プロバイダがMBean操作を監査する場合は、常に以下のベスト・プラクティス・ガイドラインに留意してください。
書込み操作が成功した場合は、INFORMATION監査イベントをポストします。
パラメータが不正(ユーザーがすでに存在する、インポート・フォーマット名が不正、ファイル名が存在しない、ファイル・フォーマットが不正など)という理由で書込み操作が失敗した場合は、監査イベントをポストしないようにします。
エラー(LDAPException、RuntimeExceptionなど)のために書込み操作が失敗した場合は、FAILURE監査イベントをポストします。

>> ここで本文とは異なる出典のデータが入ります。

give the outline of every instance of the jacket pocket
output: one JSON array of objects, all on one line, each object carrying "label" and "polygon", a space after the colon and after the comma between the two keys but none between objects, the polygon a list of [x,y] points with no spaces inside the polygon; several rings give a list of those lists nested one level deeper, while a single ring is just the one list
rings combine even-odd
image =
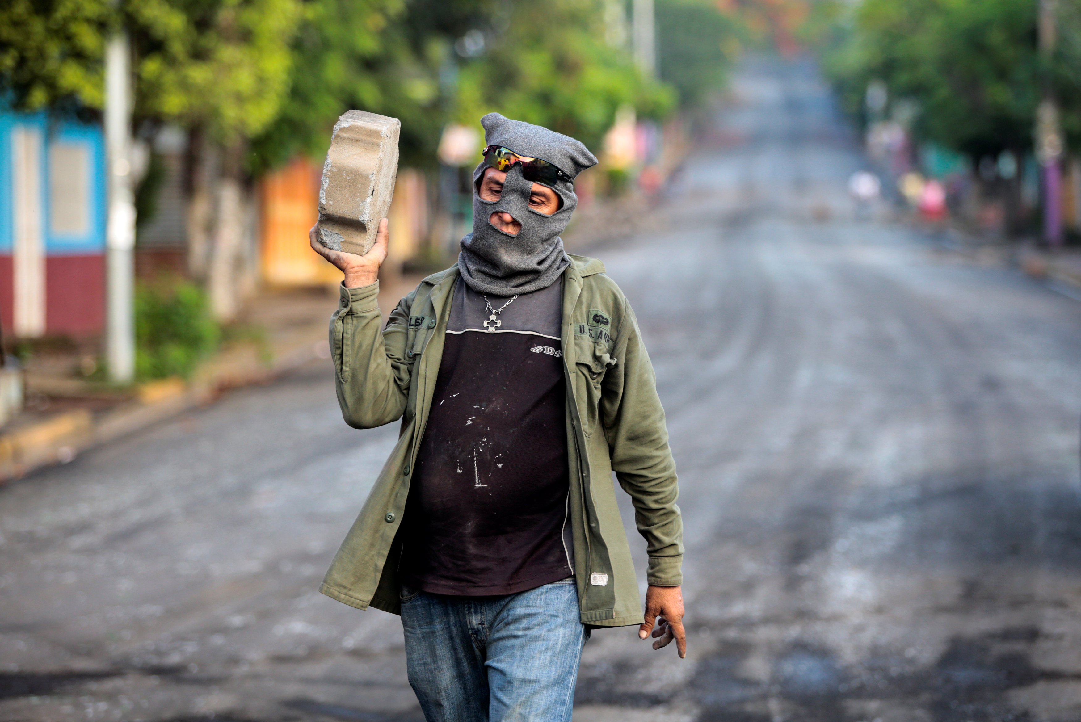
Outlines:
[{"label": "jacket pocket", "polygon": [[334,353],[335,365],[337,366],[338,379],[343,384],[349,380],[349,340],[351,339],[351,323],[347,321],[348,317],[345,315],[339,315],[334,319],[334,324],[331,326],[331,340],[333,342],[335,348],[331,349]]},{"label": "jacket pocket", "polygon": [[[601,405],[601,385],[604,374],[617,363],[603,343],[592,343],[590,339],[575,338],[575,366],[586,389],[585,413],[582,416],[582,430],[588,437],[597,428]],[[579,405],[579,412],[582,411]]]}]

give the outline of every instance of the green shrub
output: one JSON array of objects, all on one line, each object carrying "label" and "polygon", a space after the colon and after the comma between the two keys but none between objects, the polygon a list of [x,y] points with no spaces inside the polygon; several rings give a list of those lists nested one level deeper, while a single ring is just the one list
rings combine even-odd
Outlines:
[{"label": "green shrub", "polygon": [[141,380],[190,376],[221,338],[206,293],[193,283],[157,282],[136,290],[135,374]]}]

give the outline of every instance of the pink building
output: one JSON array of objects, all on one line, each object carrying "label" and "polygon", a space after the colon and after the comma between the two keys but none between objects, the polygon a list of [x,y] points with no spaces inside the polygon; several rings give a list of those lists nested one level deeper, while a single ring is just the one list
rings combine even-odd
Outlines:
[{"label": "pink building", "polygon": [[0,111],[0,322],[5,336],[84,337],[105,324],[101,128]]}]

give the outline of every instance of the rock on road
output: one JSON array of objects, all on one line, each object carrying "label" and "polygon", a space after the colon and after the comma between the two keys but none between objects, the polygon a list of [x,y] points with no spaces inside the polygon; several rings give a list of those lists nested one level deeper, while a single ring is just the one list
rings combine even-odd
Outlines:
[{"label": "rock on road", "polygon": [[[596,632],[575,720],[1081,719],[1081,303],[859,217],[810,65],[732,96],[587,251],[668,413],[690,654]],[[396,436],[319,365],[0,489],[0,720],[422,720],[397,617],[316,591]]]}]

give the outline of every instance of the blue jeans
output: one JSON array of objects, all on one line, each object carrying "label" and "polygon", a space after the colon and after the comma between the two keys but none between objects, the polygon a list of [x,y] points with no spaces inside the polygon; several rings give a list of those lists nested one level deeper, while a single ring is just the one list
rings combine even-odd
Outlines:
[{"label": "blue jeans", "polygon": [[428,722],[570,722],[582,646],[574,578],[503,597],[402,589],[409,683]]}]

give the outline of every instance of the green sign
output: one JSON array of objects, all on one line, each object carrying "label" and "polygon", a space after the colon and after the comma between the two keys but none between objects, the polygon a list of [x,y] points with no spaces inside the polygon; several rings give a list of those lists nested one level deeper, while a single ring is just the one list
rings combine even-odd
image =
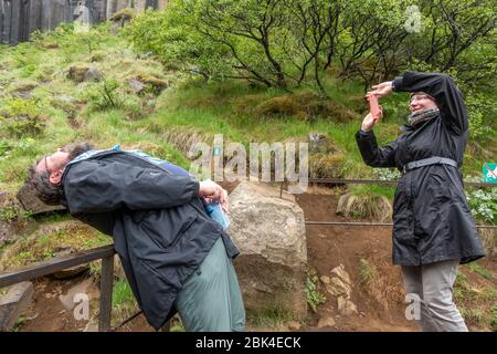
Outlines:
[{"label": "green sign", "polygon": [[484,165],[484,178],[483,181],[487,184],[497,184],[497,164]]}]

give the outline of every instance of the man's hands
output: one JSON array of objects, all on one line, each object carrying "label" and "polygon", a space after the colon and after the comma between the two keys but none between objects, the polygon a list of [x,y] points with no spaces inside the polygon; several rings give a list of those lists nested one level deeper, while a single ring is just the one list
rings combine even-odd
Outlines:
[{"label": "man's hands", "polygon": [[215,181],[210,179],[199,183],[199,196],[204,197],[208,201],[219,200],[224,212],[229,214],[228,191]]}]

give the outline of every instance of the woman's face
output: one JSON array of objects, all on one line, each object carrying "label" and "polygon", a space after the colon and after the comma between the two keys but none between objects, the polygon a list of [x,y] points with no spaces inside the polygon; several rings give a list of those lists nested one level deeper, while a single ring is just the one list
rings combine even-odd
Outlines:
[{"label": "woman's face", "polygon": [[427,110],[436,108],[436,103],[433,98],[424,92],[416,92],[411,95],[409,102],[409,108],[411,113],[420,113]]}]

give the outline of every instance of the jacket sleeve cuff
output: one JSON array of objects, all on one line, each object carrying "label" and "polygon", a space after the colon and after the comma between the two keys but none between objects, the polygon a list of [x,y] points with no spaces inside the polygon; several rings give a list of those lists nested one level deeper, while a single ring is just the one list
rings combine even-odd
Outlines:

インポート操作は部分的に成功できます。たとえば、一部のユーザーがインポートされたものの、プロバイダ内にすでに名前を持つその他のユーザーがスキップされる場合などです。
スキップしたデータがプロバイダ内のデータと同じであることが簡単に検出できる場合(たとえば、ユーザー名、説明、パスワードなどが同じ場合など)、WARNINGイベントをポストすることを考慮します。
一部に衝突があったためにデータをスキップする場合(たとえば、ユーザー名は同じだが、パスワードが異なっている場合など)、FAILUREイベントをポストする必要があります。
プロバイダに格納されているデータとインポート・データを区別できない場合は、FAILUREイベントをポストします。